ベクターｐＨＶａｄ２ｃ（Holm et al., JBC 277: 10427-10434, 2002）からＹＢ−１−ＥｃｏＲＩ断片を単離し、平滑末端を作成した。ベクターｐＳｈｕｔｔｌｅ（ＢＤバイオサイエンスから市販されている）をＸｂａＩで線状化し、平滑末端を作成し、脱リン酸化して、あらかじめ作製したＹＢ−１をコードする核酸に連結した。
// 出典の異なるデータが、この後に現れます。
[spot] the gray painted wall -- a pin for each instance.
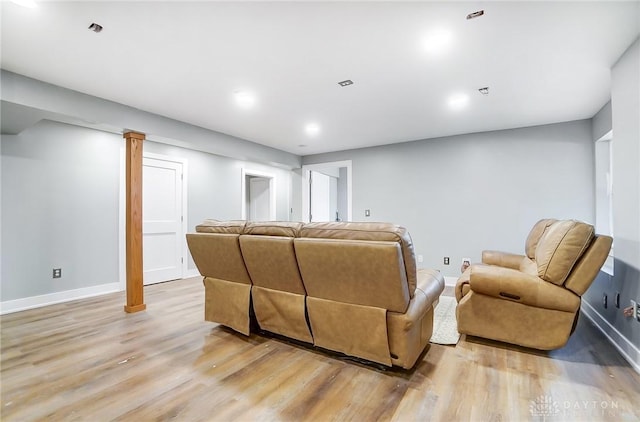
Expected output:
(60, 195)
(343, 197)
(462, 194)
(601, 122)
(60, 204)
(625, 121)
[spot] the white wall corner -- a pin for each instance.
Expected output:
(25, 303)
(628, 350)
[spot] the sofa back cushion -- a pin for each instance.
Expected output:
(385, 232)
(216, 226)
(534, 236)
(589, 265)
(273, 228)
(360, 272)
(271, 262)
(560, 248)
(218, 255)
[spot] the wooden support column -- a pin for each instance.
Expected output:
(135, 295)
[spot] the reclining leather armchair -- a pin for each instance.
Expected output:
(532, 300)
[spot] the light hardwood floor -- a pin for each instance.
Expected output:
(88, 360)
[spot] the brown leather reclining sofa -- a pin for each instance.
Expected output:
(347, 287)
(532, 300)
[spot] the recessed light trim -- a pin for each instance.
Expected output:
(244, 99)
(475, 14)
(29, 4)
(458, 102)
(95, 27)
(312, 129)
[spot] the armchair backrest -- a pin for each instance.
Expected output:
(535, 235)
(587, 268)
(268, 251)
(215, 248)
(560, 248)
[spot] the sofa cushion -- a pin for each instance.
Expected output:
(273, 228)
(560, 248)
(369, 231)
(535, 234)
(215, 226)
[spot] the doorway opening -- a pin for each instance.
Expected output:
(164, 208)
(258, 196)
(327, 192)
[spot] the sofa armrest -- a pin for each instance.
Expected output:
(502, 259)
(523, 288)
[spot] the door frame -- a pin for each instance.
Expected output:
(244, 172)
(306, 172)
(122, 213)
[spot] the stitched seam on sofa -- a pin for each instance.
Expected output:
(575, 261)
(554, 253)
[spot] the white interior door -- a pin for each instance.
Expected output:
(259, 199)
(320, 197)
(161, 220)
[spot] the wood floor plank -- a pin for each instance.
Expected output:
(87, 360)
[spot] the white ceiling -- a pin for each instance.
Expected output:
(544, 62)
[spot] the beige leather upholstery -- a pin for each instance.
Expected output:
(535, 303)
(384, 232)
(535, 234)
(348, 287)
(560, 248)
(278, 293)
(215, 249)
(359, 272)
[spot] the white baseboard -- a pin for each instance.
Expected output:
(192, 273)
(628, 350)
(450, 281)
(23, 304)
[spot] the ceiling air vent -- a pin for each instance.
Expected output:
(95, 27)
(475, 14)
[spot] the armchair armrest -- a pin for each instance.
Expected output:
(510, 284)
(502, 259)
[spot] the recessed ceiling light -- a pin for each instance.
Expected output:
(312, 129)
(437, 41)
(244, 99)
(31, 4)
(458, 101)
(95, 27)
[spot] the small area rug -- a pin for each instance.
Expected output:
(445, 327)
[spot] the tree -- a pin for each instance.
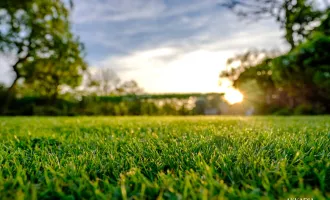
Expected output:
(297, 17)
(129, 87)
(103, 81)
(37, 33)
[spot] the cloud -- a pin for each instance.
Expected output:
(116, 10)
(87, 11)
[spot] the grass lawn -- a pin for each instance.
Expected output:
(165, 157)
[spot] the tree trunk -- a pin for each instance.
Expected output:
(9, 97)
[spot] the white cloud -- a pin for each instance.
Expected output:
(116, 10)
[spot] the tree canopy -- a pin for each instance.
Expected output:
(37, 33)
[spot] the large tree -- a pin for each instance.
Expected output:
(37, 33)
(297, 17)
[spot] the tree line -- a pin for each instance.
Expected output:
(293, 82)
(52, 76)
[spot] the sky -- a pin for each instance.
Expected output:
(165, 45)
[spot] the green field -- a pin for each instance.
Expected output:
(165, 158)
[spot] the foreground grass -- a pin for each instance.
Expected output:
(165, 157)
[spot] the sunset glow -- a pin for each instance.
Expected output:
(234, 96)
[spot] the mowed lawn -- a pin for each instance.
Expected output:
(165, 157)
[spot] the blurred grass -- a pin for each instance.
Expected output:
(165, 157)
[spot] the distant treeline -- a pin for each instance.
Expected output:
(167, 104)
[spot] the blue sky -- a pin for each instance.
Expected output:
(166, 45)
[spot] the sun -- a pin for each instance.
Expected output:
(233, 96)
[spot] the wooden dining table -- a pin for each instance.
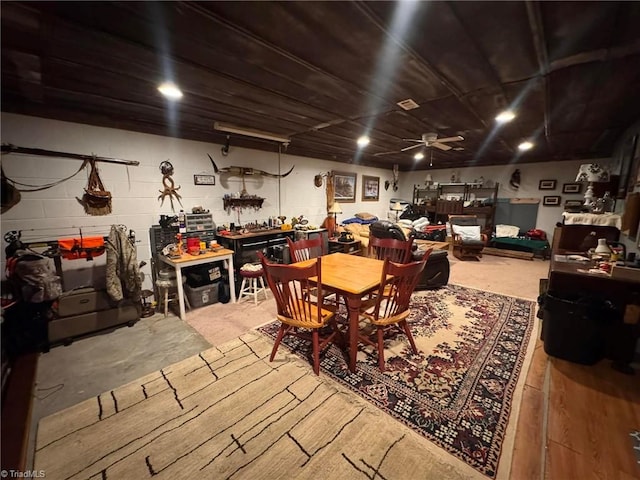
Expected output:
(352, 277)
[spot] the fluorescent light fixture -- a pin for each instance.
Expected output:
(170, 90)
(525, 146)
(506, 116)
(225, 127)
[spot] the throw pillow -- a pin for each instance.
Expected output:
(467, 233)
(507, 231)
(365, 216)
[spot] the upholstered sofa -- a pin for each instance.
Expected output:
(361, 232)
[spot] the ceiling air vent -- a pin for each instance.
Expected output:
(407, 104)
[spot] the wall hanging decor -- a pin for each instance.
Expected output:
(514, 181)
(547, 185)
(370, 188)
(345, 186)
(571, 188)
(170, 190)
(96, 200)
(551, 200)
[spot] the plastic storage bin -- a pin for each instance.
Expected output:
(200, 296)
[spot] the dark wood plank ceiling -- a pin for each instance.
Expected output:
(323, 73)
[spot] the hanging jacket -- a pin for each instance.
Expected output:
(123, 271)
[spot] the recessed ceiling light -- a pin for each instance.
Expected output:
(506, 116)
(170, 90)
(525, 146)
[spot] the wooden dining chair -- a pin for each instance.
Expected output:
(305, 249)
(398, 251)
(390, 306)
(299, 315)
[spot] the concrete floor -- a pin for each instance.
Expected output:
(89, 366)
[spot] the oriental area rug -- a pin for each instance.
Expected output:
(229, 413)
(463, 389)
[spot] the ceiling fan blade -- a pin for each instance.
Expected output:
(412, 146)
(441, 146)
(457, 138)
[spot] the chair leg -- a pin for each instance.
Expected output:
(264, 289)
(316, 351)
(166, 302)
(242, 287)
(407, 331)
(381, 348)
(254, 289)
(276, 344)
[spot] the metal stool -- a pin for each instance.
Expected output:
(164, 284)
(251, 274)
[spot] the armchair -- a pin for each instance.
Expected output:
(468, 240)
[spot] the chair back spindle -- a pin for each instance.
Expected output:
(306, 249)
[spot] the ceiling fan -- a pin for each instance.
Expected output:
(432, 140)
(428, 140)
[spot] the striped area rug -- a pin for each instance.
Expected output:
(230, 413)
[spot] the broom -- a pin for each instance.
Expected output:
(96, 200)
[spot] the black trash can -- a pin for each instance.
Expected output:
(573, 328)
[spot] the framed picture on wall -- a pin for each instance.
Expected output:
(204, 180)
(571, 188)
(547, 185)
(370, 188)
(345, 186)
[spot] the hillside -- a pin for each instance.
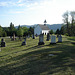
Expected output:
(32, 59)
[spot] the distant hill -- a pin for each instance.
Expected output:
(54, 27)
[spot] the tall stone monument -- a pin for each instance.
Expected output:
(53, 39)
(41, 39)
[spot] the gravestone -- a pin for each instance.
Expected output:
(24, 42)
(48, 37)
(33, 36)
(53, 39)
(41, 39)
(3, 44)
(59, 38)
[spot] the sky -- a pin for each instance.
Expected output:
(30, 12)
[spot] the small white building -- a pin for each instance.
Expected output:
(41, 29)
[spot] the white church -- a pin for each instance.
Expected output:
(41, 29)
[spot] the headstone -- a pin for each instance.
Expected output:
(33, 36)
(41, 39)
(48, 37)
(24, 42)
(59, 38)
(53, 39)
(3, 44)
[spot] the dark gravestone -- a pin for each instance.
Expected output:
(59, 39)
(3, 44)
(41, 39)
(48, 37)
(24, 42)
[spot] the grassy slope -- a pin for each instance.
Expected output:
(35, 60)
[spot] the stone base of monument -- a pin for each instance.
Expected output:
(23, 43)
(3, 44)
(41, 43)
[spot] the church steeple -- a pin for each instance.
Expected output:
(45, 22)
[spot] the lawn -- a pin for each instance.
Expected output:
(32, 59)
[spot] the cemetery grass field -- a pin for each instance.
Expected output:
(32, 59)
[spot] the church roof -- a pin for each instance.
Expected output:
(44, 27)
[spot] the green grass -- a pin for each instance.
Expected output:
(32, 59)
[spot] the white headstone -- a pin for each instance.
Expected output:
(53, 39)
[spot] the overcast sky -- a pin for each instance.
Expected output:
(29, 12)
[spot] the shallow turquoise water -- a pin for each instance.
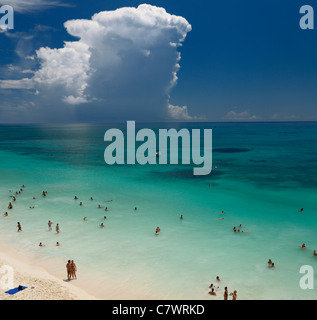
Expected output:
(265, 173)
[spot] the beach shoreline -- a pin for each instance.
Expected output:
(41, 285)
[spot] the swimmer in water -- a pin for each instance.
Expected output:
(225, 295)
(234, 295)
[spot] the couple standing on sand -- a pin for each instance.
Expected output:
(71, 270)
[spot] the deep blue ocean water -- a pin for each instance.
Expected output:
(263, 173)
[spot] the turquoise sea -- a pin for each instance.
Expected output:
(265, 173)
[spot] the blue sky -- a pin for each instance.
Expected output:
(239, 61)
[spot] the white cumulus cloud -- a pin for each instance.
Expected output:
(122, 63)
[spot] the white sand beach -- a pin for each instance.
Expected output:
(40, 284)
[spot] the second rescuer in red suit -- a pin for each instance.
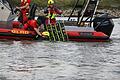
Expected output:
(24, 8)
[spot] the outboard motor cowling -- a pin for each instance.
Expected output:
(103, 24)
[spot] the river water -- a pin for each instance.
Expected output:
(26, 60)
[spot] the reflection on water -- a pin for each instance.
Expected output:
(29, 60)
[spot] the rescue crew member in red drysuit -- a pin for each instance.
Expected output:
(24, 7)
(51, 11)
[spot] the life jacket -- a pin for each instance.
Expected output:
(24, 2)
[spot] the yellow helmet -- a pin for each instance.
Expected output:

従って、得られたベクターをＹＢ−１−ｐＳｈｕｔｔｌｅと呼んだ。ｐＳｈｕｔｔｌｅベクターへのクローニングはインフレームに停止コドンを持つＴＢ−１断片をコードする核酸を提供した。ＹＢ−１−ｐＳｈｕｔｔｌｅから、ＮｈｅＩ及びＢｆｒＩによってＹＢ−１をコードする核酸をｐｃＤＮＡ３．１（＋）中のベクターＩＲＥＳ−Ｅ１Ａ−１２Ｓにクローニングした。こうして得られた断片をＹＢ−１（停止コドンを持つＥｃｏＲＩ−ＥｃｏＲＩ）−ＩＲＥＳ−Ｅ１Ａ−１２Ｓ−ｐｃＤＮＡ３．１（＋）と呼んだ。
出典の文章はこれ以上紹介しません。